A federal judge today ordered a 30-month prison term for Benjamin H. Sasway, the first American since the Vietnam war to be jailed for failing to register with the Selective Service System.
U.S. District Court Judge Gordon Thompson Jr. seemed to relax his uncompromising attitude toward the 21-year-old college student by allowing his release on $10,000 bail, pending appeal.
He also sentenced Sasway under a provision of the law that would permit Sasway's release even before he had served the usual minimum of one-third of his prison term and specified that he be sent to a minimum-security camp facility.
Sasway has been in the municipal correction center here since Aug. 26 when a jury convicted him of failing to fill out a Selective Service registration card and Thompson refused an appeal for release on bond.
Sasway is one of only two men convicted and 11 indicted for resisting the new registration law, although government officials estimate that about 500,000 men have failed to register. That number has dropped from about 674,000 since last spring.
Officials estimate that as many as 100,000 of those who have not registered are in the military reserves or National Guard, further reducing the number violating the law.
Sasway's father, Joseph, a community college theater arts teacher, told reporters after the sentencing that he was prepared for the maximum penalty of five years in prison and $10,000 fine. "Anything less than the worst is something of a relief," he said.
Before announcing the sentence, Thompson listened intently as Sasway read a statement saying he had "violated the letter of the law" and was willing to take "full responsibility for my action." Although he knew that registration did not mean military service because there is no draft under way, Sasway said, he still resisted because he felt that "registration leads to a draft and a draft leads to involvement in unjust, Vietnam sort of wars."
Thompson gave little clue to his reasons for deciding on a sentence considered surprisingly lenient by many who had watched him during the trial.

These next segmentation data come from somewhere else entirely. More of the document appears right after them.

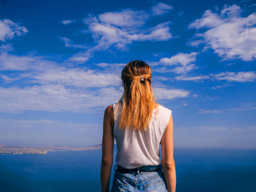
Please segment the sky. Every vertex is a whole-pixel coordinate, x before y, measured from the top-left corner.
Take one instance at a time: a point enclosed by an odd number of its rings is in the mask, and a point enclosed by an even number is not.
[[[0,144],[101,143],[139,60],[174,147],[256,148],[255,3],[0,0]]]

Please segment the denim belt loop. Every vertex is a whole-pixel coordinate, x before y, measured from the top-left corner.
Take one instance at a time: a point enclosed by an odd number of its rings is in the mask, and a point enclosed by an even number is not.
[[[116,167],[117,167],[117,163],[116,164],[116,165],[114,167],[114,171],[116,172]]]
[[[116,168],[115,167],[115,168]],[[161,171],[161,164],[159,164],[158,166],[138,166],[136,168],[133,169],[127,169],[124,167],[122,167],[119,165],[117,166],[117,168],[115,170],[115,171],[120,172],[120,173],[129,173],[131,172],[137,172],[138,174],[140,173],[140,172],[158,172],[158,171]],[[115,170],[115,169],[114,169]]]

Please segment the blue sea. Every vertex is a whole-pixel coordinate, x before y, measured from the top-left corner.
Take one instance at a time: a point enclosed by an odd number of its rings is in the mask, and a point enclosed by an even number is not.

He said he had consulted federal judges, prison officials and Sasway's probation officer who referred to Sasway in his report as "a young man of high moral standards whose offense was dictated by his conscience."
Thompson told Sasway's attorney, Charles T. Bumer, that he thought the grounds for appealing Sasway's conviction are "frivolous" but added that the 9th U.S. Circuit Court of Appeals might not agree. He released Sasway after Bumer presented a plan guaranteeing that Sasway will remain in the area and appear at further hearings or surrender himself if he loses an appeal.
Sasway's grounds for appeal include arguments that the Selective Service Act is unconstitutional, that he could not be convicted because he had no criminal intent and that prosecutors illegally singled out him and other outspoken resisters for prosecution.
Sasway wrote a letter to President Carter and several newspapers in 1980 and has since appeared often in public to announce his refusal to register after Congress passed the registration law to show U.S. resolve in the face of the Soviet invasion of Afghanistan.
A federal judge in Los Angeles ruled preliminarily last week that registration resister David Wayte, 21, had been illegally singled out for prosecution. A hearing is scheduled Thursday for government counter arguments before a final decision.
Enten Eller, a 20-year-old college student in Roanoke, Va., is the other man convicted. He received three years' probation with an order that he register by mid-November, but he has said he will not do so.